4th album
「街路樹」(1988/9/1)
Trees Lining A Street
 
この盤のツアーを行いながらも、発売延期に延期を重ねたアルバム。
所属事務所の都合でレコード会社が変わり、プロデューサーの須藤晃氏とも別れ、
再出発ともいえる中期の尾崎豊がこの盤の中に散りばめられている。
が、物思いにふける彼の肖像が印象的なこの盤には、悲しい印象を抱いてしまうのです。
 
 
1. 核(CORE)  
 12インチシングル発表時のものと比べると、歌い方もシャウトも演奏も、ソフトで聴きやすく
おとなしい印象のものになっています。が、どちらかというとこの曲はあの12インチのとっ散
らかったようなまとまりのない、ある意味凄いって感じるバージョンの方が響いてくる気がし
ます。この盤でちゃんと歌い直したかったんでしょうね、きっと。(12inchシングル『核』へ
     
2. ・ISM  
 小刻みなリズムに合わせて歌われたこの曲からは、彼の猜疑心のようなものが響いてく
るんです。この曲の始めから終わりまで、迷って探して結局何もわからない・・・っていう結論
が彼の中では出たようですけど(笑)目隠しされたまま歩かされているような、そんな男の姿
が浮かんできます。それにしてもブラックな楽曲だ。そして彼のしゃがれ声が痛々しい。
     
3. LIFE  
 彼の楽曲はこの頃から何か哲学めいた歌詞が目立つようになりますが、この盤の中でこ
の曲がその最たるもののように感じます。”生きること”・・・それをこのたった一曲で表そうと
したんだろうな。

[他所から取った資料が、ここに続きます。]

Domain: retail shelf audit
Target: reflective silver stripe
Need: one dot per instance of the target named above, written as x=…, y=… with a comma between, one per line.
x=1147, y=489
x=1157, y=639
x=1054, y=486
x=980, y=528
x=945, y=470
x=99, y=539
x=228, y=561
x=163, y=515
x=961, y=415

それにしても歌詞の意味がわかりづらい、というかストレートに入って来ず
なんか遠まわしに何かを伝えようとしてる彼の姿勢に、悲しさを感じてしまう作品なのです。
     
4. 時  
 今自分が歌う意味がどういう意味を持つのか・・・そんなことを考えながらこの曲作ったの
かなあ?って思ってしまう歌です。そして詞は・・・やはり哲学的で、その詞の意味が直接的
には入ってこない。どちらかというと詞を噛み砕いて理解するというより、頭の中でイメージ
をふくらます抽象画のような、そんな印象を受ける曲。サビがチャゲ&飛鳥みたいだ(笑)。
     
5. COLD WIND  
 彼の雄たけびと共に軽快に始まるロックチューン。だけどそこにいるのは尾崎豊というよ
り、世良正則に近い感じがしてしまいます(笑)。決して揶揄してるんではなく、素直にそう感
じてしまうんだから仕方ないです。この頃の彼の精神状態って、とても荒んでいたのだなあっ
て感じてしまいます。逆に言えば彼はそれだけ自分の作品に正直なんだってことですよね。
     
6. 紙切れとバイブル  
 この盤の中で最も尾崎豊らしい曲だなって感じるのがこの曲なんです。詞がすごく素直に
伝わってくるんですよね。心の中を具体的に表現するってすごく難しいことだと思うんですけ
ど、なぜか『LIFE』『時』では、それを無理やり心から引っ張り出してきたっていう印象が強
いんです。それらに比べるとこの曲は・・・楽しそうに歌ってる彼の姿が浮かんでくるんです。
     
7. 遠い空  
 この盤で一番聴きやすいのはこの曲かもしれません。ですが何もひっかからないんです
よ。これは昔からのボクの固定観念なのかもしれません。すごく好きな曲なんです。最も明
るい方向にベクトルが向いてる曲だと思うし、聴いててすごく気持ちいい。でも・・・しつこい
ようですが尾崎豊の曲としては?と言われたら・・・(12inchシングル『太陽の破片』へ)。
     
8. 理由(わけ)  
 美しい伴奏を受けて始まるバラード曲。日々の暮らしの中で、お互いがお互いをごまかし
ながら生きている恋人たち・・・いや、当時の彼本人の気持ちなのかもしれないけれど。”僕
は君を守るのに 僕は君の理由を奪う”という一節で心が串刺しになりました。君を守ってい
たつもりが、実は君の自由を奪っていたのは僕だったと気づく主人公の心情が切ない。
     
9. 街路樹  
 この盤を尾崎豊の作品として聴くのは正直つらいところがあります。なぜかと言えば、彼
のキャリア中で最ももがきあがいてる姿が目に浮かんでくるからです。何をしてもスっとしな
い。いつも苦悩がつきまとう。そんな時期に作ったこのアルバムのラストがこの曲であるこ
とが救いだなって思います。生きてゆく中でどんなに行きづまろうとも、立ち尽くそうとも、道
の両側に立ち並ぶ街路樹たちが、生きる力と優しさを注いでくれているような屈指の名曲。